Like any red-blooded TV watcher with good taste, I am a huge fan of the Netflix show Orange is the New Black. I mean, what’s not to like?
I waited a long time to read the book, because I knew as a memoir it would lack the spicy salaciousness of the show. I am glad I jumped in, however. Piper Kerman does an excellent job of describing her personal experience as a woman incarcerated for white-collar crime, and she explains the kinds of sentencing injustices served to all kinds of people for strange and petty things. Kerman does a great job of portraying her story while being clear that her case is unusual and not the typified prison experience. Her self-aware voice navigates race, gender, and socioeconomic status with grace and dignity, and she does a great job telling other people’s stories in the limited voice that she does have.

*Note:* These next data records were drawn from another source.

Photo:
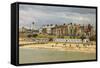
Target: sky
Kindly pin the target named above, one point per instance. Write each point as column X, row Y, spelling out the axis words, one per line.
column 43, row 15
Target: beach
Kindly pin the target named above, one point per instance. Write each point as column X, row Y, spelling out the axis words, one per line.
column 62, row 47
column 30, row 52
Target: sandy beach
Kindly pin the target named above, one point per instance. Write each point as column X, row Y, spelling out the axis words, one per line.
column 60, row 47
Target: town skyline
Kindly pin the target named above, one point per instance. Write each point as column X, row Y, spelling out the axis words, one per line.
column 43, row 15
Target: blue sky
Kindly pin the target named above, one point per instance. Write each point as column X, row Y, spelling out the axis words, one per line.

You know the story, so I won’t get into it, but I will say that the book is worth reading as a standalone. You find out the kinds of things that Kerman gets involved with to stay sane, the friends she makes, and the lessons she learns about others and herself. It’s one of the better memoirs that I’ve read, particularly because it mixes dark humor with pathos and humility. I’d recommend reading this book whether or not you like the show, because it gives you a glimpse into a world that most of us don’t even think about. It’s an interesting true story, and there are sobering problems in our justice system that Kerman tries valiantly to bring to our attention, just as it was brought to hers.
I enjoyed it quite a bit. Now, I just have two more episodes left to finish out Season 2!